Founded in late 1896, the team was based at Prince's Skating Club in Hammersmith. They initially played three other teams founded around the same time, Niagara, Brighton and Royal Engineers. London Canadians were founded at the same rink in 1902, and both teams participated in Europe's first ice hockey league, held from November 1903 to February 1904. Princes took second position in the five-team league.

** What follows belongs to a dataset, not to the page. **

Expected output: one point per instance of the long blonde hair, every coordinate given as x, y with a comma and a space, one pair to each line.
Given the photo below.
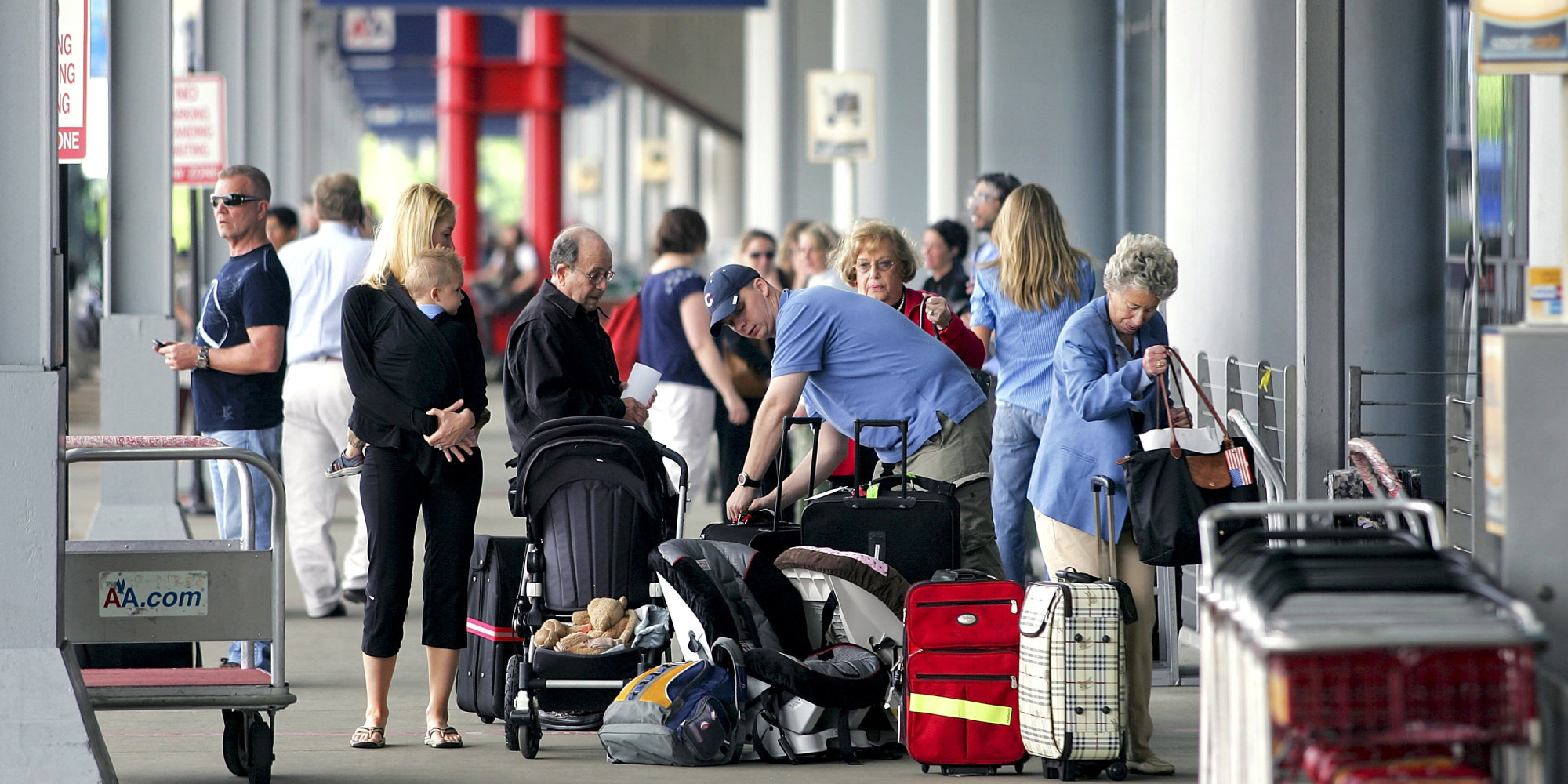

The team began taking on European opposition in 1906, playing Sporting Club de Lyon. In 1907, they played Lyon again, and also Brussels Club des Patineurs. In 1908, they faced C. P. P. Paris in the first match in Britain under Ligue Internationale de Hockey sur Glace (international) rules. That winter, they entered the first international ice hockey tournament, held in Berlin, as "England", beating Germany and France. In January 1909, again playing as England, they won a further international tournament held in Chamonix, beating France in the final after forty minutes of overtime.

Over the next few years, along with London Canadians' successors, Oxford Canadians, Princes began taking European tours to popularise the game and encourage the standardisation of rules. However, with the outbreak of World War I, Princes Skating Club closed, and with it the ice hockey team.

In 1927, a new Princes team were founded, playing out of the Westminster rink. They moved to Queens in 1930 and entered the first season of the English League the following year, but in 1932 merged into Queens Ice Hockey Club.